Timezone Support in Next-Gen Knack Apps
Knack's automatic timezone support ensures dates and times display correctly for users worldwide, eliminating timezone confusion and manual calculations while maintaining data consistency
What you'll learn:
- How automatic timezone detection works for your users
- When and how to enable timezone support for your app
- Best practices for global teams and data management
- API considerations and technical implementation details
Automatic timezone support transforms how your Knack apps handle date and time information:
- Dates and times automatically show in each user's local timezone
- No manual timezone calculations or confused users
- Available for _new _apps on both Classic and Next-Gen platforms
- Works automatically - no setup required
The Problem This Solves
Building apps that serve users across different time zones has always presented challenges. When someone in New York enters "2:00 PM" and someone in London views that same record, should they see "2:00 PM" or "7:00 PM"? Knack's automatic timezone support lets you focus on building great apps instead of wrestling with timezone calculations.
How It Works
For Your Users
- Knack detects their timezone automatically
- All dates and times display in their local timezone
- They never need to do timezone math
For Your Data
- Everything gets stored consistently behind the scenes
- Reports and sorting work correctly
- Data stays accurate across all timezones
Real-World Example
A project deadline set by someone in California automatically shows as:
- 5:00 PM PST (California user who set it)
- 8:00 PM EST (New York team member)
- 1:00 AM GMT (London team member)
Smart Data Handling
When Users Input Data
When a user enters a date and time (like "August 15, 2025 at 2:30 PM"), Knack recognizes this as being in the user's local timezone. The system then converts this information to UTC (Coordinated Universal Time) for storage, ensuring data consistency across your entire application.
When Users View Data
Knack automatically converts stored UTC data back to each user's local timezone. This means a meeting scheduled by someone in New York will automatically show at the correct local time for colleagues in London, Tokyo, or anywhere else in the world.
Consistent Data Integrity
While users see dates and times in their local timezone, your application maintains perfect data consistency. All timestamps are stored using UTC as the standard, which ensures that sorting, filtering, and reporting functions work correctly regardless of where your users are located.

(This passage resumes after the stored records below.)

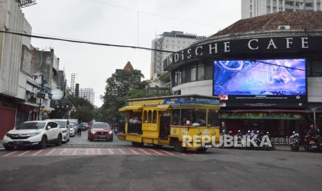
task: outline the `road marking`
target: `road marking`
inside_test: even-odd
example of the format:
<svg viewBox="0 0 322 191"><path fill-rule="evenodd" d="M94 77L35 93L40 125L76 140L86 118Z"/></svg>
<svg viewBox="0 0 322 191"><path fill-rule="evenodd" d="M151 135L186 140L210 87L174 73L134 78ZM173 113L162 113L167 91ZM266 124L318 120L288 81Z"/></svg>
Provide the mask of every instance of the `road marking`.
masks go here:
<svg viewBox="0 0 322 191"><path fill-rule="evenodd" d="M24 155L25 154L26 154L27 152L29 152L29 151L25 151L24 152L18 154L18 156L23 156L23 155Z"/></svg>
<svg viewBox="0 0 322 191"><path fill-rule="evenodd" d="M15 154L15 153L16 153L16 152L17 152L17 151L15 151L15 152L10 152L10 153L8 153L8 154L6 154L3 155L3 156L10 156L11 154Z"/></svg>
<svg viewBox="0 0 322 191"><path fill-rule="evenodd" d="M43 152L44 150L39 150L37 152L36 152L35 153L33 154L33 156L35 156L35 155L37 155L38 154L41 153L42 152Z"/></svg>
<svg viewBox="0 0 322 191"><path fill-rule="evenodd" d="M118 149L118 150L123 154L126 154L126 153L121 149Z"/></svg>
<svg viewBox="0 0 322 191"><path fill-rule="evenodd" d="M51 154L53 153L55 150L56 150L56 149L51 149L50 152L48 152L46 155Z"/></svg>
<svg viewBox="0 0 322 191"><path fill-rule="evenodd" d="M147 152L146 151L143 150L143 149L138 149L141 150L141 152L144 152L146 154L151 154L150 153Z"/></svg>
<svg viewBox="0 0 322 191"><path fill-rule="evenodd" d="M149 150L150 150L150 151L152 151L152 152L154 152L156 153L157 154L161 154L161 155L162 155L162 153L159 153L159 152L154 151L154 149L149 149Z"/></svg>
<svg viewBox="0 0 322 191"><path fill-rule="evenodd" d="M107 149L110 154L114 154L114 152L111 149Z"/></svg>
<svg viewBox="0 0 322 191"><path fill-rule="evenodd" d="M67 150L67 149L62 149L62 151L60 153L60 155L62 155L63 154L64 154L66 150Z"/></svg>
<svg viewBox="0 0 322 191"><path fill-rule="evenodd" d="M75 149L75 150L73 152L73 155L76 155L77 151L78 149Z"/></svg>
<svg viewBox="0 0 322 191"><path fill-rule="evenodd" d="M170 153L170 152L167 152L167 151L163 151L163 150L161 150L160 152L164 152L165 153L168 154L174 154L173 153Z"/></svg>
<svg viewBox="0 0 322 191"><path fill-rule="evenodd" d="M130 150L131 152L133 152L134 154L138 154L138 152L137 152L133 150L132 149L129 149L129 150Z"/></svg>

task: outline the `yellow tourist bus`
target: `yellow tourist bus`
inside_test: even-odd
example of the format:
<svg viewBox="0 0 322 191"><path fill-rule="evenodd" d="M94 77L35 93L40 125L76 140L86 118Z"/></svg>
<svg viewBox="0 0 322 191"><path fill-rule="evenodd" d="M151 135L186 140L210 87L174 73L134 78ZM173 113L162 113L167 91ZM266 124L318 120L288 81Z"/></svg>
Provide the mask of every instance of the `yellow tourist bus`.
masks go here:
<svg viewBox="0 0 322 191"><path fill-rule="evenodd" d="M217 97L174 96L132 99L127 103L119 109L126 113L126 122L125 129L120 129L117 136L120 140L131 141L134 146L170 145L180 152L186 149L204 152L212 147L211 141L219 140ZM193 140L201 143L205 136L213 140L207 139L208 143L204 145L193 144Z"/></svg>

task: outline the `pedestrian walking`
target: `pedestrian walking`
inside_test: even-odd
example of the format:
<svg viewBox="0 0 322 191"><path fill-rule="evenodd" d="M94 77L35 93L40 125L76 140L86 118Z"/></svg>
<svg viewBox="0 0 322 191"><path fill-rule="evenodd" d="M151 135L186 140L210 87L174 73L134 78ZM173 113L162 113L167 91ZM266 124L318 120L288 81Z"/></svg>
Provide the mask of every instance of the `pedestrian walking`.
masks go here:
<svg viewBox="0 0 322 191"><path fill-rule="evenodd" d="M82 135L82 125L78 124L77 125L77 136L80 136Z"/></svg>

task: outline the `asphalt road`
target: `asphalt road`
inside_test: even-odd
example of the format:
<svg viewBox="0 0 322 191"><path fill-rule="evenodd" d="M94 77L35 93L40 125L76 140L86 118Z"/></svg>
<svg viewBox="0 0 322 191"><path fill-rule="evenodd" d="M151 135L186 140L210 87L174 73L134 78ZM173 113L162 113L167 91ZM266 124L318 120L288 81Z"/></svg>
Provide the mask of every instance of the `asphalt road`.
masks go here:
<svg viewBox="0 0 322 191"><path fill-rule="evenodd" d="M106 140L93 140L89 141L87 140L88 130L82 131L80 137L77 136L71 137L69 141L62 145L62 147L114 147L115 145L129 145L131 143L127 141L121 141L117 138L117 136L114 134L112 142Z"/></svg>
<svg viewBox="0 0 322 191"><path fill-rule="evenodd" d="M128 152L87 155L84 149L75 156L30 156L22 150L4 156L9 152L0 151L0 190L321 190L322 185L321 153L211 149L181 155L145 147L150 154L130 154L138 148L105 146Z"/></svg>

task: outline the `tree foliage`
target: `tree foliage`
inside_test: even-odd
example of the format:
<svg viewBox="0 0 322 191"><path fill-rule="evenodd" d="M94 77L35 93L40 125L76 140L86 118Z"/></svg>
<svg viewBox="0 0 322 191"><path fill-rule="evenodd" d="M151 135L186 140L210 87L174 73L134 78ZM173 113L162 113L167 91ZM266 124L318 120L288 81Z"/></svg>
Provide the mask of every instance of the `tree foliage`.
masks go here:
<svg viewBox="0 0 322 191"><path fill-rule="evenodd" d="M83 98L72 96L69 96L68 99L75 108L75 111L71 113L71 118L78 119L79 122L89 122L94 119L96 111L89 100Z"/></svg>
<svg viewBox="0 0 322 191"><path fill-rule="evenodd" d="M144 76L138 70L116 70L106 80L105 93L101 97L104 104L98 109L98 119L115 123L123 118L118 109L125 105L126 100L145 96L147 82L141 81L141 78Z"/></svg>

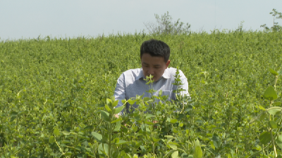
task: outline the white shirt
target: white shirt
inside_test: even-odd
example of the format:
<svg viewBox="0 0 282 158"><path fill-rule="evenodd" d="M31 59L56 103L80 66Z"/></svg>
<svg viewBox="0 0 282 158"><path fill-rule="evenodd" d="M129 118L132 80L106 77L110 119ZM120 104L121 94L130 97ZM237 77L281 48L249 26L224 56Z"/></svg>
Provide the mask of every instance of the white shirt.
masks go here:
<svg viewBox="0 0 282 158"><path fill-rule="evenodd" d="M153 82L153 88L157 91L153 93L154 96L157 96L159 91L161 90L163 92L162 96L168 96L168 100L176 100L176 93L173 93L173 91L176 90L178 87L172 84L174 83L176 72L176 68L167 68L164 70L162 77L158 81ZM185 90L184 91L181 91L180 94L183 96L186 94L190 96L188 93L188 82L183 72L180 70L179 75L180 76L181 82L183 84L179 88ZM143 74L142 68L128 70L121 74L118 79L114 94L116 100L119 100L116 107L123 105L121 103L122 100L135 98L136 95L142 96L144 93L143 97L151 97L151 94L146 92L146 91L149 91L149 86L150 86L150 88L152 86L151 84L146 84L146 81L144 79L146 79L146 77ZM137 108L138 105L134 104L133 107ZM126 105L127 112L129 112L128 107L129 104L128 103ZM121 112L122 114L123 111Z"/></svg>

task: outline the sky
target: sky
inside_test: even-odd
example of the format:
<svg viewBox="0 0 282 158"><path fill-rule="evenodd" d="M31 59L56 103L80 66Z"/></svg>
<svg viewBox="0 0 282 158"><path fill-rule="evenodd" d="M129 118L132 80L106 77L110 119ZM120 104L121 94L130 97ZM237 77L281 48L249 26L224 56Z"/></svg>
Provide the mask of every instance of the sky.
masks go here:
<svg viewBox="0 0 282 158"><path fill-rule="evenodd" d="M145 23L166 12L192 32L235 30L242 22L262 30L273 25L273 8L281 13L282 0L0 0L0 41L147 32Z"/></svg>

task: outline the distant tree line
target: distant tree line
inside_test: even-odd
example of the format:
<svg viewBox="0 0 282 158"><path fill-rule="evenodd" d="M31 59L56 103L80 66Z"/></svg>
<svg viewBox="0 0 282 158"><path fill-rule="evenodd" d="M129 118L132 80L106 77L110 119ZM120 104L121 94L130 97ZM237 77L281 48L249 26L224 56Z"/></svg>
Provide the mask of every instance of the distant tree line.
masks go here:
<svg viewBox="0 0 282 158"><path fill-rule="evenodd" d="M282 31L282 26L278 25L276 22L278 19L282 19L282 13L278 12L276 9L273 9L271 12L269 13L274 17L273 26L269 27L266 24L262 25L260 27L264 28L265 31L273 31L273 32L281 32ZM189 34L191 32L190 28L191 25L188 22L184 23L183 22L180 22L180 19L178 19L176 22L172 21L172 18L168 15L168 11L164 15L159 16L159 15L155 14L154 17L156 18L155 22L144 22L146 29L149 31L149 34ZM238 28L235 32L242 32L243 30L243 23L241 22Z"/></svg>

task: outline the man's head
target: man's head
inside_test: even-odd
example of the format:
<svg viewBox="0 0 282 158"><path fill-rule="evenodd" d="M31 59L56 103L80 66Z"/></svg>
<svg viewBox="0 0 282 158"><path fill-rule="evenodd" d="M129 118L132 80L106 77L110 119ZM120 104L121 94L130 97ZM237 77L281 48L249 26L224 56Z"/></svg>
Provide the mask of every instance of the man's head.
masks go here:
<svg viewBox="0 0 282 158"><path fill-rule="evenodd" d="M168 67L171 50L164 41L150 39L144 41L140 48L140 58L144 76L154 76L157 81Z"/></svg>

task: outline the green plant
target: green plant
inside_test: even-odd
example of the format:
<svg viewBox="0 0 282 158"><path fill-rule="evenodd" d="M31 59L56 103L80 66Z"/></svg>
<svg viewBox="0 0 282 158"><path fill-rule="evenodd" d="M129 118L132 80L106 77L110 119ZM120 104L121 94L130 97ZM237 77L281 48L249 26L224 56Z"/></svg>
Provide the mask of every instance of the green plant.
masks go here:
<svg viewBox="0 0 282 158"><path fill-rule="evenodd" d="M274 17L274 23L273 26L269 29L266 24L261 25L261 27L264 27L265 30L272 30L274 32L281 32L282 30L282 27L278 25L277 22L275 22L276 19L282 19L282 13L278 12L276 9L272 9L272 12L270 12L269 14L272 14Z"/></svg>

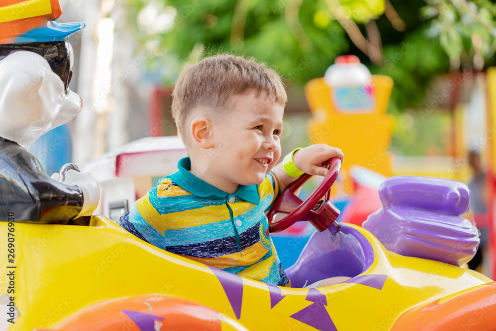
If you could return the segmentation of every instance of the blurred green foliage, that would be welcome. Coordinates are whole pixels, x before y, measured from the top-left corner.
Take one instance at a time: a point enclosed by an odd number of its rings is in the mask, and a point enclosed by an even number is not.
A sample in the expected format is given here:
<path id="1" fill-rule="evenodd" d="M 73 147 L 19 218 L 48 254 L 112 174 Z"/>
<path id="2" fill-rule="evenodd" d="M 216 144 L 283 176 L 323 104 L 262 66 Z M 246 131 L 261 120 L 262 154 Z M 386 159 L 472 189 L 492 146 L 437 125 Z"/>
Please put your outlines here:
<path id="1" fill-rule="evenodd" d="M 496 7 L 489 0 L 390 2 L 404 22 L 403 31 L 383 14 L 384 0 L 124 0 L 124 4 L 141 47 L 155 56 L 151 67 L 174 66 L 173 74 L 170 68 L 162 70 L 168 72 L 162 75 L 166 84 L 177 78 L 178 64 L 223 52 L 254 56 L 275 68 L 288 85 L 322 76 L 336 57 L 354 54 L 372 73 L 394 80 L 389 111 L 397 114 L 425 104 L 433 76 L 474 63 L 480 66 L 481 61 L 484 66 L 494 64 Z M 363 23 L 375 20 L 382 64 L 372 64 L 352 42 L 329 9 L 333 3 L 364 36 L 369 31 Z M 174 18 L 173 24 L 156 28 L 167 17 Z"/>

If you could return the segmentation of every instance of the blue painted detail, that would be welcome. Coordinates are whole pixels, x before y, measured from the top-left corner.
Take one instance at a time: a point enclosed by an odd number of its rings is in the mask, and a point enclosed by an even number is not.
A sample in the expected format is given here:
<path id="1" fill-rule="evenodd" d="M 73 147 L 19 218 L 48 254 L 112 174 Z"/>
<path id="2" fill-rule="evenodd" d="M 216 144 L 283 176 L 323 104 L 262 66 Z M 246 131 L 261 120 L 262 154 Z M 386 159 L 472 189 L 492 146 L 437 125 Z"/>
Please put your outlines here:
<path id="1" fill-rule="evenodd" d="M 72 140 L 68 125 L 58 127 L 40 137 L 29 147 L 29 152 L 41 163 L 48 176 L 59 172 L 72 158 Z"/>
<path id="2" fill-rule="evenodd" d="M 49 21 L 46 27 L 34 29 L 15 38 L 14 42 L 43 43 L 65 40 L 86 25 L 83 23 L 57 23 Z"/>

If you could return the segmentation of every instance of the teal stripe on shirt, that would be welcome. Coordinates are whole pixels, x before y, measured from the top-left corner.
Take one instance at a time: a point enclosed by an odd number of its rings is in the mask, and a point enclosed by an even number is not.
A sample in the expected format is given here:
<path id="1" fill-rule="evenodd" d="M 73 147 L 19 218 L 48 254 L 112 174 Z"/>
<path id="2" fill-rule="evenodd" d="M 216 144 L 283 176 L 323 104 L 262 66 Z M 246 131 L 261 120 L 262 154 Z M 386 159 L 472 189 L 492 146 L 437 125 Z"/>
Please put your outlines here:
<path id="1" fill-rule="evenodd" d="M 237 227 L 238 232 L 241 234 L 265 217 L 263 209 L 260 208 L 252 208 L 242 215 L 236 216 L 236 219 L 239 219 L 242 222 L 241 225 Z M 194 233 L 195 235 L 188 236 L 188 233 Z M 197 235 L 198 233 L 202 235 Z M 233 236 L 234 233 L 231 219 L 229 218 L 185 229 L 166 230 L 164 234 L 167 246 L 174 246 L 210 241 L 219 238 Z"/>

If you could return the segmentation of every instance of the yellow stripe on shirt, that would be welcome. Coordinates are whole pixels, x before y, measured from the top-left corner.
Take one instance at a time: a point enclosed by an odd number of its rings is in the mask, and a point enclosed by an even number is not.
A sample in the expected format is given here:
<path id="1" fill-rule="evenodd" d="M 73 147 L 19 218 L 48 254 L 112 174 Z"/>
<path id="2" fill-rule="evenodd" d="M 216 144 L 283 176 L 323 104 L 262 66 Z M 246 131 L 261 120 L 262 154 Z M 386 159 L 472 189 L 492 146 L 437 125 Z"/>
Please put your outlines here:
<path id="1" fill-rule="evenodd" d="M 165 236 L 164 220 L 162 219 L 162 216 L 152 205 L 150 202 L 149 196 L 149 192 L 146 196 L 136 201 L 138 211 L 149 224 L 155 228 L 162 236 Z"/>
<path id="2" fill-rule="evenodd" d="M 248 202 L 230 205 L 235 217 L 249 210 L 254 205 Z M 167 223 L 162 224 L 163 230 L 186 229 L 230 219 L 229 210 L 225 204 L 202 207 L 184 211 L 167 214 Z"/>
<path id="3" fill-rule="evenodd" d="M 247 268 L 243 271 L 238 272 L 237 274 L 255 280 L 260 280 L 269 275 L 270 267 L 277 258 L 277 255 L 276 253 L 275 248 L 273 245 L 272 256 L 271 257 Z"/>

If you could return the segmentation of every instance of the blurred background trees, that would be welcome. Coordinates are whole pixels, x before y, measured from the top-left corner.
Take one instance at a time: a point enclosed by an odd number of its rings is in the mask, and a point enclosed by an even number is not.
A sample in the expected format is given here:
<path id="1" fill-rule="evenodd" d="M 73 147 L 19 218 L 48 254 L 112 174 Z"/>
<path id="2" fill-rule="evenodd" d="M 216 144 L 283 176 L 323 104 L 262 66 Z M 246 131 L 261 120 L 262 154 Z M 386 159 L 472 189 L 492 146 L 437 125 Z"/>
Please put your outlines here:
<path id="1" fill-rule="evenodd" d="M 140 47 L 156 55 L 153 67 L 227 52 L 254 56 L 287 84 L 303 84 L 337 56 L 353 54 L 394 79 L 393 112 L 421 105 L 433 75 L 495 61 L 496 7 L 489 0 L 125 1 Z M 164 82 L 180 70 L 163 70 Z"/>

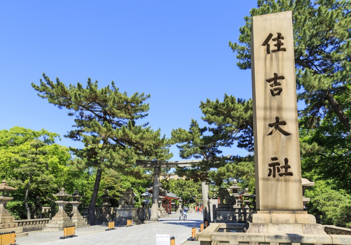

Feature Availability and Rollout
Available Now: New Applications
Automatic timezone support is currently available for:
- New applications on Knack Classic
- New applications on Knack Next-Gen
New apps created after the feature launch automatically include timezone support, giving you immediate access without any additional setup required.
Coming Later: Existing Applications
While the initial release focuses on new applications, Knack is actively working on plans to extend automatic timezone support to existing applications. The Knack team will provide advance notice when timezone support becomes available for existing applications.
Copying/duplicating an app that doesn't have multi-timezone enabled will create a new app **without **multi-timezone support.
Tasks and Timezones
Knack's Tasks feature works seamlessly with automatic timezone support, but understanding how timezone handling affects task scheduling helps you set up reliable automated workflows.
How Task Scheduling Works
- What You See: Task schedules and dates display in your timezone
- When Tasks Run: Based on your app's timezone setting (found in App Settings)
Example Scenario
You're in Berlin, your app timezone is set to London:
- You schedule a task for 3:00 PM
- You see "3:00 PM Berlin time" in the interface
- The task actually runs at 2:00 PM London time (same moment, different display)
This keeps your tasks running consistently while making the interface easy to understand.
Data Import and Export
Importing Data with Timezone Support
When importing data that includes date/time fields, you can specify which timezone that data was originally recorded in. This ensures your imported dates and times are interpreted correctly.
Why This Matters: If you're importing a CSV with meeting times recorded in Eastern Time, you can set the timezone to "Eastern Time" during import so it gets converted properly for users in other timezones.
Example: Importing event data from a spreadsheet where all times were recorded in Pacific Time - you select "Pacific Time" during import, and users in New York will automatically see those times converted to Eastern Time.
Exporting Data
Data exports default to your browser's timezone, ensuring exported information matches what you see in the app interface.